MIDDLE THROUGH UPPER MIOCENE GEOCHEMICAL HISTORY OF THE WEDDELL SEA DETERMINED WITH AN XRF CORE SCANNER


CHIN, Shamar, Earth and Environmental Science, Wesleyan University, 265 Church Street, Room 455, Middletown, CT 06459 and O'CONNELL, Suzanne, Earth and Environmental Sciences, Wesleyan University, 265 Church Street, Middletown, CT 06459, scchin@wesleyan.edu

Understanding the stability of Antarctic Ice Sheets is a key to understanding past climates and the response of ice-sheets to warming. Here we examine the middle through upper Miocene marine geochemical record in the Weddell Sea. Sediments were recovered at Ocean Drilling Program (ODP) Site 694 located in 4653 m of water in the Weddell Sea Abyssal Plain. Approximately 390 m of sediment was drilled, 109.5 m of which was recovered.

The Miocene sequence consists of six sedimentary facies: silt, laminated silt, diatom clayey mud/mudstone, diatom clay/claystone, diamictite, sandy mud and sand. These sedimentary facies are indicative of deposition via turbidity currents, ice-rafted detritus and hemipelagic settling.

XRF core scanning was chosen as an analytical method because it is nondestructive, relatively inexpensive, and provides high-resolution data. Data is expressed as elemental intensity. We used elemental ratios to identify areas of change. Potassium / Titanium (K/Ti) ratios were the most statistically significant among the ratios used. K/Ti ratios were overlain on core photos to show down-core changes. This ratio shows large differences between silts and muds. We are trying to determine if this relationship is grain-size or composition based.

We tried several methods to convert elemental intensity to concentration. The first conversion method used XRF sample measurements to generate oxide weight percent and compared these to scanner intensities. The samples were 1 to 2 cms long and wide. The sediment XRF analysis showed no correlation with core scanner intensities.

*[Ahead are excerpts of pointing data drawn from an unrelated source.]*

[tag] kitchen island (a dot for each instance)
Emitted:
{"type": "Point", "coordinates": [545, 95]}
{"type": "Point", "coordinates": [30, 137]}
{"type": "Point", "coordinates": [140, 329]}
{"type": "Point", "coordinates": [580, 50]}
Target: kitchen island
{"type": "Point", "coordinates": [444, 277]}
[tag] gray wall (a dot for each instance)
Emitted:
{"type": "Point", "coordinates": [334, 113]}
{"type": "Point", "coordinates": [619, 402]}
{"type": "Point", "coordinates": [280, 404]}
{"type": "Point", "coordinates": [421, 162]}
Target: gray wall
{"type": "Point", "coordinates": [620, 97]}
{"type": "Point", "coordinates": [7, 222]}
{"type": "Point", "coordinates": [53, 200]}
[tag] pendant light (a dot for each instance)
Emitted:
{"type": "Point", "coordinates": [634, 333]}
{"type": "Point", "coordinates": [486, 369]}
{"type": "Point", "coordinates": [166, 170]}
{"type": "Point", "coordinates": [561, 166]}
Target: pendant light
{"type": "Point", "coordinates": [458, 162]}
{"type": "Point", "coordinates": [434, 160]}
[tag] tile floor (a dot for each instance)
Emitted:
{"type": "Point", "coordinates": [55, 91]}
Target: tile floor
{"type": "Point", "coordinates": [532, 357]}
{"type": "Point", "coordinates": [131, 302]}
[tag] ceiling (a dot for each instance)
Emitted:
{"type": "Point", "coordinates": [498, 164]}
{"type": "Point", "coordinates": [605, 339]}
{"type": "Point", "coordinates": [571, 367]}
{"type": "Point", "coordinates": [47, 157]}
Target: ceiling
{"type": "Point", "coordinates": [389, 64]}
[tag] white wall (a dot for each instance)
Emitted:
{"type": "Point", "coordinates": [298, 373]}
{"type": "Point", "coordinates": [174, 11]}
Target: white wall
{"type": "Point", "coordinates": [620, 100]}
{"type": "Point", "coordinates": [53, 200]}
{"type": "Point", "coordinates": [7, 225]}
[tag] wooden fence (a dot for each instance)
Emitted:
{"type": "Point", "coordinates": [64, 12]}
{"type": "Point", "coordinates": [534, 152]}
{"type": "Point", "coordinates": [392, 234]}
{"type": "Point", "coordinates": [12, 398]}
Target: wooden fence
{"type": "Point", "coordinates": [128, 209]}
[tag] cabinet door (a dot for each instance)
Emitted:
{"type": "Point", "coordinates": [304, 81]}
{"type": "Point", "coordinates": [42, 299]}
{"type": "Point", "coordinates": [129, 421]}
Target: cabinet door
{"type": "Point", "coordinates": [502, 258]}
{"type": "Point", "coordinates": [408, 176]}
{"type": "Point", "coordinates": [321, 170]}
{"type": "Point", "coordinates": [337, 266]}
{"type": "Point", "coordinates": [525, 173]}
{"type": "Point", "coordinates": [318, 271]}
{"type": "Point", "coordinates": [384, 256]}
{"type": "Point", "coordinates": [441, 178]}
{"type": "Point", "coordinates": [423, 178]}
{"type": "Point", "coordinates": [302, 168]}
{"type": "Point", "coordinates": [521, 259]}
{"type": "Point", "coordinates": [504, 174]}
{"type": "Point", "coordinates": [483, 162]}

This was followed by log-ratio transformation (compositional data analysis, after Weltje et al., 2008), which converted the intensities to element weight percent. These results also showed no correlation to the oxide weight percent. The elemental weight was then converted to oxide weight percent and normalized. We found that Fe2O3 was significantly higher and SiO2 was significantly lower than the oxide weight percent of the XRF sample measurements. We are in the process of analyzing small samples located on the cores for specific K/Ti ratios. These samples were taken from the upper surface of the split cores because the XRF core-scanner penetrates only a few mm into the sample.